Antonio y yo haciendo una visita de circuito en los años sesenta.

 Pero todas estas incomodidades no eran para mí lo peor. Mi mayor reto era la timidez. Cuando hacíamos la primera visita a una congregación, me resultaba muy difícil hacer amigos. Pero deseaba de corazón animar y ayudar a las hermanas, así que me esforzaba mucho. Con la ayuda de Jehová, al final de la semana me sentía siempre mucho más cómoda. Fue un gran privilegio trabajar con estos hermanos y hermanas y ver su generosidad, su lealtad y su amor por Jehová.

 Después de pasar varios años en la obra de circuito y distrito, b en 1977 nos invitaron al Betel de Roma para ayudar con los preparativos de la asamblea internacional “Fe Victoriosa”, que se celebraría al año siguiente. En solo unos meses nos nombraron betelitas, y poco después Antonio fue nombrado miembro del Comité de Sucursal.

 Betel era algo nuevo para mí. Y nuevamente, mi timidez no me permitía sentirme a gusto del todo. Pero, con la ayuda de Jehová y de los demás betelitas, no tardé en hacer de Betel mi hogar.

Nuevos desafíos

 En los siguientes años, nos tuvimos que enfrentar a problemas de salud. En 1984 operaron a Antonio del corazón, y unos 10 años más tarde tuvo otros problemas de salud. Luego, en 1999, le diagnosticaron un tumor maligno. Aunque Antonio siempre había sido una persona muy fuerte, no pudo superar esta terrible enfermedad. Ver cómo se iba apagando me rompía el corazón. Le rogaba a Jehová que me diera fuerzas para ayudar a mi querido esposo. También leía los Salmos, que me daban consuelo cuando estaba muy preocupada. Antonio murió el 18 de marzo de 1999. Estuvimos casados casi 40 años.

 Es increíble lo sola que te puedes llegar a sentir aunque estés rodeada de gente. Es cierto que los hermanos y hermanas de Betel, así como los que habíamos conocido cuando éramos viajantes, me dieron mucho amor y consuelo. Pero no hay palabras que puedan expresar el terrible vacío que sentía en mi corazón, especialmente cuando volvía a mi habitación de Betel y no había nadie. Sin embargo, la oración, el estudio y el paso del tiempo me ayudaron a recuperarme. Incluso llegó el momento en que volvió a ser agradable recordar la vida que había compartido con Antonio. Aún me gusta pensar en todo lo que vivimos juntos. Y estoy segura de que Jehová tiene a Antonio en su memoria y de que lo volveré a ver en la resurrección.

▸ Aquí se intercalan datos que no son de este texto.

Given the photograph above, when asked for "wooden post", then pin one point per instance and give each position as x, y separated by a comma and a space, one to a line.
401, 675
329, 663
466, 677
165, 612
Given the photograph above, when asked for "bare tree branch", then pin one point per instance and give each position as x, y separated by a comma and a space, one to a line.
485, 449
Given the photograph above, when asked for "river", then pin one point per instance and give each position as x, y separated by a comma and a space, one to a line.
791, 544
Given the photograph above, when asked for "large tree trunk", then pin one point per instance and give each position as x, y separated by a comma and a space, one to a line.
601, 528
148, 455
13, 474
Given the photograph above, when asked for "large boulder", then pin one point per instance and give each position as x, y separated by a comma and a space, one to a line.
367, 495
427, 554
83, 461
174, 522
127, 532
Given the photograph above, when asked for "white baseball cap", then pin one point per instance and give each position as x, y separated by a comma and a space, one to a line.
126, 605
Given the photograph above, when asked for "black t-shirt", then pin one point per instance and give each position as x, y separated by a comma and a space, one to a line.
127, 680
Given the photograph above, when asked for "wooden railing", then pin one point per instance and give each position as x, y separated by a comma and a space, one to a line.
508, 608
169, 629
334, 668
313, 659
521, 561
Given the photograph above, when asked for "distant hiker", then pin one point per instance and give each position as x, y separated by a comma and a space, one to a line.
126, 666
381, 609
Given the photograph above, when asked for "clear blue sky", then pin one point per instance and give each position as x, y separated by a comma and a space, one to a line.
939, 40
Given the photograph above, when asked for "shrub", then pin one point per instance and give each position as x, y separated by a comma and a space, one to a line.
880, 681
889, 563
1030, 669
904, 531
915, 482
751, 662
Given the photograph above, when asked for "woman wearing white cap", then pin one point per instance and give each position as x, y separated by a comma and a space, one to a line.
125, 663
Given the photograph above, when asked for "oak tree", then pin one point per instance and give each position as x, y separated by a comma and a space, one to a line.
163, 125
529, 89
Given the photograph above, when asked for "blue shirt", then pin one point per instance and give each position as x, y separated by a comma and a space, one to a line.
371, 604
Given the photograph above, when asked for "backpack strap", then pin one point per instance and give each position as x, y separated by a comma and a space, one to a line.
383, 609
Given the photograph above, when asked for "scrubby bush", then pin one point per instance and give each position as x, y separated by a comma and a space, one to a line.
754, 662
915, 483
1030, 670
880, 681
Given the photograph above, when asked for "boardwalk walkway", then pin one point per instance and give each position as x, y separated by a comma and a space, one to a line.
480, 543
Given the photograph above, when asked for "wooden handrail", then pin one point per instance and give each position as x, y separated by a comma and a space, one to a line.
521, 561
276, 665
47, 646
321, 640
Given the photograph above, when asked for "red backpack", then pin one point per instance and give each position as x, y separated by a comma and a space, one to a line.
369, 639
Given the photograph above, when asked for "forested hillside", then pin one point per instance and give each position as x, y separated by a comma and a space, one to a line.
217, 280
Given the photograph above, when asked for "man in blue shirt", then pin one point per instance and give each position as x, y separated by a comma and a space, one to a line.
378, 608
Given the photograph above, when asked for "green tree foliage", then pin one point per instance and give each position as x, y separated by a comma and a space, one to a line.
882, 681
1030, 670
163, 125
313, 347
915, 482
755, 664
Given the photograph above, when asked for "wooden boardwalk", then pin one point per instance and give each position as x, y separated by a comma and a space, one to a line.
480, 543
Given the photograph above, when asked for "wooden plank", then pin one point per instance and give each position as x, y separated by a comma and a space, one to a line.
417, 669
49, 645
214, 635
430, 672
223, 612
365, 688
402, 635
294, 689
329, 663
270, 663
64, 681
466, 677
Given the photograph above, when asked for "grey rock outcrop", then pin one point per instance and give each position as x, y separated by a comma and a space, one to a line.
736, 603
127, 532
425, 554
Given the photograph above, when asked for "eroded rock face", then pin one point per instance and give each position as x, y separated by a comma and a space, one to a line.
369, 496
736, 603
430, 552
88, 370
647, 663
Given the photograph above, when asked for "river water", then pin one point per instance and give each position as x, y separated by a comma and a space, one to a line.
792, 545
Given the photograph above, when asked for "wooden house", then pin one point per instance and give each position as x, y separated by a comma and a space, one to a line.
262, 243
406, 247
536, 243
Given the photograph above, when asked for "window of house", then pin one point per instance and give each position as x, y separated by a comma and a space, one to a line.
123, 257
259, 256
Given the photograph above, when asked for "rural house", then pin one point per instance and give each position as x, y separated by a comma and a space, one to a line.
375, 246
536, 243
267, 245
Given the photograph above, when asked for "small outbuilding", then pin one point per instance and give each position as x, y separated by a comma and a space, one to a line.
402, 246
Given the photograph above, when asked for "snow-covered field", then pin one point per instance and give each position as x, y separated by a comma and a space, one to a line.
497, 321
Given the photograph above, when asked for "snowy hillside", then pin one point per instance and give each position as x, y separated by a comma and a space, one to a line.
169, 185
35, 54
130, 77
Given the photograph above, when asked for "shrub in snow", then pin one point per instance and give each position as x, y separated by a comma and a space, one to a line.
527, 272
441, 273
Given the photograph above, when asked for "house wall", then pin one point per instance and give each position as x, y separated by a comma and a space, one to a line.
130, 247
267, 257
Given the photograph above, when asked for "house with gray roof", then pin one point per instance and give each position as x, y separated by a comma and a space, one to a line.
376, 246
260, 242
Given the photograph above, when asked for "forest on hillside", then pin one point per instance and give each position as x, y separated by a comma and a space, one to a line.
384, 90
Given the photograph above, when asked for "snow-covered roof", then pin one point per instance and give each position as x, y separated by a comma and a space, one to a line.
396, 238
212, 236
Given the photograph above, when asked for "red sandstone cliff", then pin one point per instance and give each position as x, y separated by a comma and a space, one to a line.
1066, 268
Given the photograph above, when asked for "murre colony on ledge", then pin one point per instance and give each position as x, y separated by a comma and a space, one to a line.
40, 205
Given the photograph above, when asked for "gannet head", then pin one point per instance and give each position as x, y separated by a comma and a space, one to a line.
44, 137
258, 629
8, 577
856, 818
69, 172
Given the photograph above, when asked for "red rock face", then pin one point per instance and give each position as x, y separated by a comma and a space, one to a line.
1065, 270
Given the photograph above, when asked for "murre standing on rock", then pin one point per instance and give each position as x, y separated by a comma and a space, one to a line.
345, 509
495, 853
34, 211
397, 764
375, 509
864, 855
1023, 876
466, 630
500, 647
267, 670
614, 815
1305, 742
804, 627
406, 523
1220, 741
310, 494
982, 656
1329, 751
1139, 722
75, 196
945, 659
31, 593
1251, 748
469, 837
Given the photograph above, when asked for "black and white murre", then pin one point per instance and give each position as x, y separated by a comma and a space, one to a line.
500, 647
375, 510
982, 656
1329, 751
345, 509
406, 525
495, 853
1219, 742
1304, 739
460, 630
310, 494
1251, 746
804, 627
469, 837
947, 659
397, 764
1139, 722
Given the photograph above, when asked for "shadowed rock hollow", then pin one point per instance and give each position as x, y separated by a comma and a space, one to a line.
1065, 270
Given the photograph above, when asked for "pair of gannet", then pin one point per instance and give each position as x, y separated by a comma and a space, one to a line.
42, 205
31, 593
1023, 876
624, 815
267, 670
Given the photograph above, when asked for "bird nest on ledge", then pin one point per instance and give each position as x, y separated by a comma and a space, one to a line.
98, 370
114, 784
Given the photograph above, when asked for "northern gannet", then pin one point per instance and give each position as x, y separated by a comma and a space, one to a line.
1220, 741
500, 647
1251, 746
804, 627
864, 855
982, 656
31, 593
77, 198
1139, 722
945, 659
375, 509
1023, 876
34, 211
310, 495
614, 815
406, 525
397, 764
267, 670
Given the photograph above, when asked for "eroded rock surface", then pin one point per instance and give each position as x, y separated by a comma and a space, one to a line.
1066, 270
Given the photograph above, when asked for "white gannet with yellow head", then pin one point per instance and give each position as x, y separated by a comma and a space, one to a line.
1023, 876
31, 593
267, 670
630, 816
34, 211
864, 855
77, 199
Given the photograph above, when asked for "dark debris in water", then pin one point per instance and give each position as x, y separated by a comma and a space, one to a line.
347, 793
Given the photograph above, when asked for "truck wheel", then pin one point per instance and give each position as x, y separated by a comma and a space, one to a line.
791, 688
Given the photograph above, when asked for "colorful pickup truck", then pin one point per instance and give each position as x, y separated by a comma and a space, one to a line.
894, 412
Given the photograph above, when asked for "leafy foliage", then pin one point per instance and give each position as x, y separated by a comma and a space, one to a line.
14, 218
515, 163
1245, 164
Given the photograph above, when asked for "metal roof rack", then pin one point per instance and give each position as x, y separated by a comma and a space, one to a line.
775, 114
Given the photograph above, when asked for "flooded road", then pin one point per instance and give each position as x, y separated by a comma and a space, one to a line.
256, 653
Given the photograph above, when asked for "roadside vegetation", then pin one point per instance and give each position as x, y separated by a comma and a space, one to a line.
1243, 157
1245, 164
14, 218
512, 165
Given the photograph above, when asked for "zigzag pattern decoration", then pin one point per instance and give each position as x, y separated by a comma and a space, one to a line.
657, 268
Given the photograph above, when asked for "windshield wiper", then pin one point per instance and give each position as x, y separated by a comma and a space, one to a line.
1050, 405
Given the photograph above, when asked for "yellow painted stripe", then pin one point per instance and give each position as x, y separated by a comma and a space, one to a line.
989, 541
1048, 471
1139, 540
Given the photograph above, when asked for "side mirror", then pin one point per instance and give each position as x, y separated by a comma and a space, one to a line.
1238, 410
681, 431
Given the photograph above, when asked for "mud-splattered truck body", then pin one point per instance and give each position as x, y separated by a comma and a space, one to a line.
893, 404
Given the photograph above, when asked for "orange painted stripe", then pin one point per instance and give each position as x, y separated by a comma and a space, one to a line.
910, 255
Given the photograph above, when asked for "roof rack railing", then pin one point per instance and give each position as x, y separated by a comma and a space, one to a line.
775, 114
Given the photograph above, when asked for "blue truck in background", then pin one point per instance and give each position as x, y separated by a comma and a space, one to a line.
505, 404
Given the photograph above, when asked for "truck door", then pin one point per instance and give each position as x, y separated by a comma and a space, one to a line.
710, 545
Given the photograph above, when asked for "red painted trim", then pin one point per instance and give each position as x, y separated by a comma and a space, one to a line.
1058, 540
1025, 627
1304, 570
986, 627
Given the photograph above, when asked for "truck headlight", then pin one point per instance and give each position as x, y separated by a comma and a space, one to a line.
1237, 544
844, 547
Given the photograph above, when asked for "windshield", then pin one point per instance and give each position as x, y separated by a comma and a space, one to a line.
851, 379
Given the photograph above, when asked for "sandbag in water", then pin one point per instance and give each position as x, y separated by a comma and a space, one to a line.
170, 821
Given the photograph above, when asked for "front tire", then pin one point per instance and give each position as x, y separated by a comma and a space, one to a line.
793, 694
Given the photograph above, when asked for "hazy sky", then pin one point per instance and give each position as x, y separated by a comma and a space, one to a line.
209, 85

 He pasado por muchos departamentos en Betel. En la actualidad trabajo en el de Costura. Me encanta hacer esta labor, porque ayuda a la gran familia que tengo aquí. También me mantengo activa en el ministerio. Claro, no puedo hacer tanto como antes, pero todavía disfruto predicando las buenas noticias, una labor de la que me enamoré siendo una niña. Sé por experiencia lo emocionante que puede llegar a ser; por eso animo a los jóvenes a ser precursores.

“Me encanta hacer esta labor, porque ayuda a la gran familia que tengo aquí”.

 Llevo casi 70 años de servicio de tiempo completo. Cuando reflexiono sobre ellos, me doy cuenta de lo mucho que Jehová me ha ayudado y bendecido. Sigo siendo tímida. Por eso sé que, si no fuera gracias a él, no habría podido hacer todo lo que he hecho en mi vida. He viajado a lugares muy lejanos, he visto y he vivido muchas cosas enriquecedoras y he conocido a personas de las que he aprendido grandes lecciones. Si alguien me preguntara: “Si pudieras empezar de nuevo, ¿cambiarías algo?”, no tengo ninguna duda: lo volvería a hacer todo igual.

a La biografía de Piero Gatti, titulada “Ya no temo a la muerte: espero recibir ‘vida [...] en abundancia’”, se publicó en el número del 15 de julio de 2011 de La Atalaya.

b Los superintendentes de distrito tenían a su cargo varios circuitos.